Madrid y el signo de los tiempos

Juan María Laboa, sacerdote e historiadorJUAN MARÍA LABOA | Profesor emérito de la Universidad Pontificia Comillas

“En la época que iniciamos, nuestra diócesis puede convertirse en un espacio de paz, alegría, fraternidad, acogida y escucha, servicio y humildad…”

Ahora que se inicia una nueva etapa esperanzadora en la Diócesis de Madrid, cuando estamos a punto de conocer a su nuevo obispo, el nuevo servidor de la diócesis, puede ser la ocasión de expresar nuestros deseos, de pedirle al Señor que nos envíe un pastor y no un cacique, un sacerdote que huela a oveja, que sea humilde, cercano y capaz de escuchar, alguien con espíritu de conversión pastoral y sin querencias de clericalismo.

Un obispo que trabaje colegialmente con sus hermanos obispos sin arrogancia ni prepotencia, que no imponga sus criterios amparado en manejos curiales, sino que contemple la buena fe y la pluralidad de los cristianos, los sacerdotes y obispos, movidos todos por las palabras del Señor y no por interpretaciones interesadas del derecho o de las normas.

Un hermano mayor que conozca y viva su papel de centro de la comunión diocesana, que, sin imponer sus caprichos o su ansia de poder, acoja e integre las diversas realidades diocesanas, todas igualmente eclesiales, aunque no dependan directamente de él, y por eso las anime, porque todas ellas sirven al pueblo de Dios. Que su vivienda sea no la mesnada de incondicionales, sino una casa abierta a todos.

Un pastor capaz de conocer y estimar las diversas sensibilidades existentes en su comunidad y aliente las vocaciones sacerdotales y religiosas en seminarios abiertos a los signos de los tiempos, no porque respondan a su gusto, siempre parcial, sino al bien y necesidades de los creyentes, porque “cuando un cristiano se convierte en discípulo de la ideología, ha perdido la fe y no es discípulo de Jesús”, y termina convirtiendo la Iglesia en un espacio cerrado, en donde “quienes pasan por su puerta no pueden entrar y el Señor, que está dentro, no puede salir”.

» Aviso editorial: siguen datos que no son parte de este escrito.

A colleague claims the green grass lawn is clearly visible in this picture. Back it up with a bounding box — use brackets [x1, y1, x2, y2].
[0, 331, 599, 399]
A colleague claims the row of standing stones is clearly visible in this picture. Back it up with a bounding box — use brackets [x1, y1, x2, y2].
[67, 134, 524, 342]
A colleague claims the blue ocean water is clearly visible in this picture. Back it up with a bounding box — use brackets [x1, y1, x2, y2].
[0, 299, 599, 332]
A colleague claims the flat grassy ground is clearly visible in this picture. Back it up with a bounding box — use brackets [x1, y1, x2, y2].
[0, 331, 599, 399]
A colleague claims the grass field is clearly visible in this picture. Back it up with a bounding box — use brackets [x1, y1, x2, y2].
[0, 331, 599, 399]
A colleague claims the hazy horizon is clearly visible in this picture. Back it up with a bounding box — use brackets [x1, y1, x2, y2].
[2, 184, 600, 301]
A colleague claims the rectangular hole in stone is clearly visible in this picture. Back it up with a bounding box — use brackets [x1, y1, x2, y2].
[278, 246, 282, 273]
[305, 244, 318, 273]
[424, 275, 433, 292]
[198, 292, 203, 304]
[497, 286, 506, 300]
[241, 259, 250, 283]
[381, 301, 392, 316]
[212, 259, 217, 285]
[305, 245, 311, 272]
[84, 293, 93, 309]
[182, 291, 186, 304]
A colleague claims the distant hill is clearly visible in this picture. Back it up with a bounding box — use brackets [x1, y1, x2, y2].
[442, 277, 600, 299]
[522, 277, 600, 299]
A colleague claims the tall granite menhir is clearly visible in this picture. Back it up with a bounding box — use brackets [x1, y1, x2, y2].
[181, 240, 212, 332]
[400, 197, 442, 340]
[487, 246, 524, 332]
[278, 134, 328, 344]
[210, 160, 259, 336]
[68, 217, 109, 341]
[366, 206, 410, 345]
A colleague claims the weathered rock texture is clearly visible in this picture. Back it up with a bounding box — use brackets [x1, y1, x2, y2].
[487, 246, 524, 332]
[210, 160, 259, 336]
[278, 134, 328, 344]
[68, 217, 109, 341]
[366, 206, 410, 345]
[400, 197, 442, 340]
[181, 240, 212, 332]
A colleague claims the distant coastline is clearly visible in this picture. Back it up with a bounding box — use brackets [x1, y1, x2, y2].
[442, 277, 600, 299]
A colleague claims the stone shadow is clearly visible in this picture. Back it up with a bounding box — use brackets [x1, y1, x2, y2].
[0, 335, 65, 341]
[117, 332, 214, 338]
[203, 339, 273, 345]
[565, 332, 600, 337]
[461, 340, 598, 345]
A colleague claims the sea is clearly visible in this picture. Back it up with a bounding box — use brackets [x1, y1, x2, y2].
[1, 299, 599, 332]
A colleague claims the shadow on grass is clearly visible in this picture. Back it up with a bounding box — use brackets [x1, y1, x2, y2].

Debe ser claramente conciliar, en doctrina y talante, convencido de que “la Iglesia no es una aduana, sino la casa del Padre” y de que “una extrema centralización, más que ayudar, complica la dinámica misionera”; consciente de que “no se pueden llenar los seminarios con cualquier clase de motivaciones” y capaz de preguntarse, con el papa Francisco, si “ayudamos y acompañamos a los laicos, superando cualquier tentación de manipulación o sometimiento indebido”.

Un obispo capaz de comprender la capacidad dinamizadora de los religiosos en la comunidad creyente, agradeciendo su disponibilidad, creatividad y libertad de espíritu. ¡Bendito el que anima e inútil quien solo recrimina!

Un obispo transparente, que olvide su ego, que no engañe con tramoyas pastorales deslumbrantes de pura apariencia, que sea austero en sus gastos, sin corte de bufones y buscavidas, que viva en pura normalidad y austeridad. Cuando el obispo ejerce el poder mundano, siempre contradice la debilidad asumida durante su vida por Cristo. La Iglesia crece por atracción, no por sus apariencias y poderes. De hecho, Dios llama a la debilidad para las acciones más importantes.

En la época que iniciamos, nuestra diócesis puede convertirse en un espacio de paz, alegría, fraternidad, acogida y escucha, servicio y humildad, y, al mismo tiempo, en un acicate dinamizador de la Iglesia española.